Esta es una de las 104 iniciativas que aparecen en el borrador del documento "Propuestas para un pacto social y político para la Educación", presentado el miércoles por el ministro Ángel Gabilondo durante una reunión con los responsables del ramo de las comunidades autónomas, como germen de un debate para las próximas semanas que desemboque en un acuerdo de Estado.

Cuarto de la ESO, que se estudia con 16 años, sería un curso con carácter orientador y con dos perfiles para los estudios postobligatorios, organizado en dos opciones: una orientada hacia el Bachillerato y otra hacia la Formación Profesional.
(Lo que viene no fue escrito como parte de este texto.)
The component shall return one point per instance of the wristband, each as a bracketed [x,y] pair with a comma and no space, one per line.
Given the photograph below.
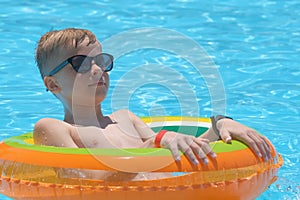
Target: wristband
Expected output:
[214,120]
[158,138]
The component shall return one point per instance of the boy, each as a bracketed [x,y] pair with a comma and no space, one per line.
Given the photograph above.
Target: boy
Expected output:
[75,70]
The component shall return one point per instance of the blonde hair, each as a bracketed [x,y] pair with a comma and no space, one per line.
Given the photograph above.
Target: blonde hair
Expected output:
[56,40]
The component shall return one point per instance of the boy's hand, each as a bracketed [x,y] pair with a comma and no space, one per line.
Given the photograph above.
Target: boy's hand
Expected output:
[194,149]
[230,129]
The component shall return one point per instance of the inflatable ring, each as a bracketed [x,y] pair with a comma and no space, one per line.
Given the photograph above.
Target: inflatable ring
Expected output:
[31,171]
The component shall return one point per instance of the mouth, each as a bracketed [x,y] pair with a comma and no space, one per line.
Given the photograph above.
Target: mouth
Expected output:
[101,82]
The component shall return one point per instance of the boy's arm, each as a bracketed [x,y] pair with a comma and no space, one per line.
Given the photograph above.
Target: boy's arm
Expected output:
[194,148]
[230,129]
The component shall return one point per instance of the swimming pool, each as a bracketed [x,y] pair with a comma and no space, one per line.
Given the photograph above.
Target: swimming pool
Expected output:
[254,46]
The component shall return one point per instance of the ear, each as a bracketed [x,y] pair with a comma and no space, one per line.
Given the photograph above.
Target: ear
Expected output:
[52,84]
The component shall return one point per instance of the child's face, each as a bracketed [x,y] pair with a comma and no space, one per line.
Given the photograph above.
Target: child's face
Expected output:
[83,89]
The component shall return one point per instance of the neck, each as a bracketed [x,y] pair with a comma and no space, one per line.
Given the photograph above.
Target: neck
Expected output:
[84,115]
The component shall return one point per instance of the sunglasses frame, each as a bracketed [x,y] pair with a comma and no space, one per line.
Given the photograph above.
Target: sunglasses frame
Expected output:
[69,61]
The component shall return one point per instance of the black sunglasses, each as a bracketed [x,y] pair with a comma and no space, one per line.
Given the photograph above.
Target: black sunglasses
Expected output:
[82,63]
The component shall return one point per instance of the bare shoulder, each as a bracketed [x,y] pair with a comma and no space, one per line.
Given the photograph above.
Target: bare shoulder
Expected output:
[122,115]
[52,132]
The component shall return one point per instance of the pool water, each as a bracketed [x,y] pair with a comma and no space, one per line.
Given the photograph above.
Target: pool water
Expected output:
[252,48]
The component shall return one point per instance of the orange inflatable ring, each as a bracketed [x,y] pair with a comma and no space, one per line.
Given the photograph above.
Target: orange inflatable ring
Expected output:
[29,171]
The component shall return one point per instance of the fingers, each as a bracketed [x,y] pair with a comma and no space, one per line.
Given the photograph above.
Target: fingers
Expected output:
[196,149]
[257,143]
[260,146]
[225,135]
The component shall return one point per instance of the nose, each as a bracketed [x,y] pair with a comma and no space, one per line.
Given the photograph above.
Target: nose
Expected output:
[95,69]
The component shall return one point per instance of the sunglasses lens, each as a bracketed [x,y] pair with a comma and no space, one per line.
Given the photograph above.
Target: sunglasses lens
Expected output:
[105,61]
[80,64]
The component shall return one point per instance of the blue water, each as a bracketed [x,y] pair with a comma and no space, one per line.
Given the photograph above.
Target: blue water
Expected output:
[254,45]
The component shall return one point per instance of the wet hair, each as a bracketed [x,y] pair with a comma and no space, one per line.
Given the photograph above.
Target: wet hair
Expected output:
[57,40]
Esta elección no sería excluyente, puesto que al terminar cualquiera de los dos perfiles el alumno obtendría el título de Graduado y podría continuar sus estudios tanto en la FP como en Bachillerato.
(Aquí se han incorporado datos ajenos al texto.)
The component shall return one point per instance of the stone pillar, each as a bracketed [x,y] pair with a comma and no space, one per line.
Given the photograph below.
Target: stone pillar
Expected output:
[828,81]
"Lo que queremos es que prosigan en la formación, y que esa formación sea tan diversificada que puedan bien compatibilizarla con algún empleo, bien hacer formación profesional, bien hacer bachiller, pero aspiramos a un país, queremos vivir en un país, en el que en el año 2020 todos estén en proceso formativo de 0 a 18 años", explicó Gabilondo en la rueda de prensa posterior al encuentro.

Otra propuesta sería la de que en 6º de Primaria y en 3º de la ESO se realizara una evaluación a los alumnos que en el caso de los de 6º de Primaria permitiera a los centros organizar las medidas específicas para aquellos estudiantes que necesitaran reforzar el aprendizaje de algunas competencias básicas.

El ministro consideró que esta evaluación al final de la educación infantil permitiría además conocer el nivel de enseñanza del castellano en España, ante la reclamación del Partido Popular, que hace unos días presentó su propio paquete de medidas, en el que pidió que se incluya el derecho de enseñanza del y en español.

"En la información de la que disponemos en este momento en España, desde luego en todas las comunidades autónomas, se conoce el español, existe el deber de conocerlo y el derecho a usarlo, y desde ese punto de vista, al menos en este momento, no consideramos que en un pacto sea imprescindible (incluir esta propuesta)", agregó el ministro.

Una de las primeras reacciones de los 'populares' fue de Lucía Figar, consejera de educación de la Comunidad de Madrid.

"Hay cuestiones que nos han gustado, y unas cuestiones, como en el de las libertades educativas, que es un principio importante para el Partido Popular, seguro que se puede hacer un mayor esfuerzo, tanto en la cuestión lingüística como en lo que se refiere a la libertad de elección de centro educativo por parte de las familias", dijo a los periodistas.

Gabilondo espera acabar con la inestabilidad en las leyes educativas, puesto que cada gobierno ha elaborado una diferente, para lo que propone que el Pacto Social y Político por la Educación precise una mayoría de dos tercios en el Parlamento, lo que requeriría el acuerdo de los dos partidos mayoritarios.